17 Years

 I took this photograph within the last year.  It is a photo taken at a NJ Transit Train Station. If you will  look closely, the tires have settled as they have no air. The handle bars and pedals are rusted, the paint has faded to a color that is hard to describe.

This is a 9-11 bike and it sits there locked to a rack 16 years after the fact.  I wonder if anyone pays it any mind, does anyone know it even exist, other than myself.  I wonder if the family of the victim remains in the area.  Do they ever pass it by.  16 years ago, the owner of the bike rode it to the station and took the train to work , only to never return.  He was no Fireman, or policeman, and based on the fact that he rode a bike to the station I surmise that he was an ordinary working man..  when I first came upon the bike I was caused to wonder who he was and I felt saddened by his passing.  No less now than then.  His name will be read in the ritualistic ceremony memorializing this day, but I shall not know it .

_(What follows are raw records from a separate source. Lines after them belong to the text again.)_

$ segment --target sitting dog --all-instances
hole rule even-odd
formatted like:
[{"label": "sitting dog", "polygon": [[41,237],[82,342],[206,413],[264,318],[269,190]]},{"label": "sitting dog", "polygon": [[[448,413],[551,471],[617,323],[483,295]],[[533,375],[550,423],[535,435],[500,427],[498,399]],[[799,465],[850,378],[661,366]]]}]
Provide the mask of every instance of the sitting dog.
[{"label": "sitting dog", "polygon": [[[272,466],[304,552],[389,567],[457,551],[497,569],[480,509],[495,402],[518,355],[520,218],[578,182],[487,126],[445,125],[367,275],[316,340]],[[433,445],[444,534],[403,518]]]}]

In the days immediately after the event, I recalled the cars remaining in the parking lots of commuter transit centers about this area.  They remained for days and in some instances weeks waiting on the driver who would never return.  I remember the photos that began to adorn poles and buildings in the area:  Have Your Seen ?_____________, the plaintive and heartbreaking request, repeated hundreds if not thousands of times on posters about the area.   The answer to the question was known without having to be asked..  My wife and I would see months and months of obituaries as remains were identified over months and months.  It was the stuff that makes for depression.  The obituaries invariably described a young person , survived by a spouse and perhaps children, siblings and friends , spoke of avocations and education  and they literally appeared in the newspapers for months and months.  It was so sad, ever so sad.

I was called by my church to set up chairs for a young man's funeral and repast to be held in the hall.
I was friends with his Uncle, he was 28  years old. He went on that fateful day to attend a breakfast seminar at the WTC, he did not work in the building, he did not even work in NYC.  His funeral was
at the end of October, his body was not present as it has never been recovered.  Yet it was thought that his funeral would allow his mother still in denial to accept his death, rather  than think that every time there was a knock at the door or the phone rang that it would be her son.  Her sadness is still sharp in my mind all this time later.

There are those among us who remember the words  NEVER FORGET,  how can we ? I will always remember the bike that has remained in place for 16 years. I wonder will it still be there next year.